WeFoster is launching a complete hosting platform to target community-centric WordPress sites of all shapes and sizes. I spoke with Bowe Frankema and Marion Gooding about the project last week, to get a sense of their aims, and to see just how specialized for communities the platform is.
Bowe and Marion have many years of community website experience, primarily as consultants, but also running their own community projects.
With WeFoster, they are seeking a transition from client work to more broadly supporting community websites, with a hosting platform built and engineered just for communities.
Technically speaking, the kinds of things they want to be focused on are compatibility with a variety of community and membership plugins, as well as the performance experience for sites that focus on logged in users.
The platform WeFoster has built is a container system, on top of Google Cloud Platform. Whether a customer is on the starter “Village” plan for $29 or the “Metropolis” plan for $249 per month, it’s the same infrastructure.
The way they’ve differentiated plans is by recommending a specific plan based on the size of the community itself, and minimize things like bandwidth and disk limits.
I was quite surprised just how integrated the customer experience is, with a custom user experience all the way from signup to managing individual WeFoster websites. It’s more thorough than many of the generic managed WordPress hosting dashboards out there.
Bowe and Marion tell me that their goal is to grow initially through partnerships with the makers of community and membership plugins. They are launching with a partnership with Peepso — a plugin for creating social networks.

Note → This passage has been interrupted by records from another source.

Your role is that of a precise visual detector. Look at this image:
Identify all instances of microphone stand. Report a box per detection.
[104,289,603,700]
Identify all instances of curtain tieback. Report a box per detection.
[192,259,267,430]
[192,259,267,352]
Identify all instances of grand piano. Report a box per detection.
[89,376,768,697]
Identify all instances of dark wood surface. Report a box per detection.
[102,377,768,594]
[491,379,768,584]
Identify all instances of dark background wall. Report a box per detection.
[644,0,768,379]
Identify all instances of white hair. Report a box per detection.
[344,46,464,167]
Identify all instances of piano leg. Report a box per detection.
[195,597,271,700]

They’ve done a lot of testing with BuddyPress, bbPress, and many other networking, social, and membership plugins. They want to position themselves as uniquely aware of the challenges running community-centric sites, so that plugin makers will want to send customers to WeFoster to help reduce the burden of hosting-related support on themselves.

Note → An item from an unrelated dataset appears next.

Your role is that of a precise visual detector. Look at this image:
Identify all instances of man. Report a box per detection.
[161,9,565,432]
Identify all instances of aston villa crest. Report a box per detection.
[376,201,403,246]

Partners with WeFoster can also create their own templates, so that new community sites generated from the partner referral can be setup with the partner’s own template to include their plugin and recommended setup.
As an added bonus, WeFoster partners will be incentivized through recurring revenue sharing, as well as be able to keep track of their own customers on the WeFoster platform through a custom partner dashboard. They want partners to be able to see their customers on WeFoster long term, and not just through one-off affiliate referrals.
WeFoster will be offering additional task-based services for non-support inquiries from clients. And for tasks larger than one-off tasks, they have recommended freelancers and agencies with community experience.
The entire setup is quite advanced for something that’s just launching. Part of me thinks perhaps they have waited too long and built out too much — whereas they could’ve launched and iteratively worked on many of these additional features. Alternatively, if they had launched earlier, maybe these features they really wanted to have as part of their platform would’ve been pushed out due to prioritizing customers’ more pressing needs.
They are confident that the market size for WordPress community sites is big enough to support a hosting company focused on it. They believe that their strategy for customer acquisition through plugin partnerships is their best route to getting the attention of serious community site owners.
I agree that partnerships with plugin makers is smart. Such community managers are already spending money with the makers of these plugins, so WeFoster can get a much stronger signal rather than broadly targeting the thousands shoestring-budget communities on the web.
I believe they have a fighting shot with this model, but I certainly don’t think it’s the easiest route in the world for a new hosting company. It’s clear to me that they have a passion and commitment for enabling online communities, so I hope they find success in this targeted niche.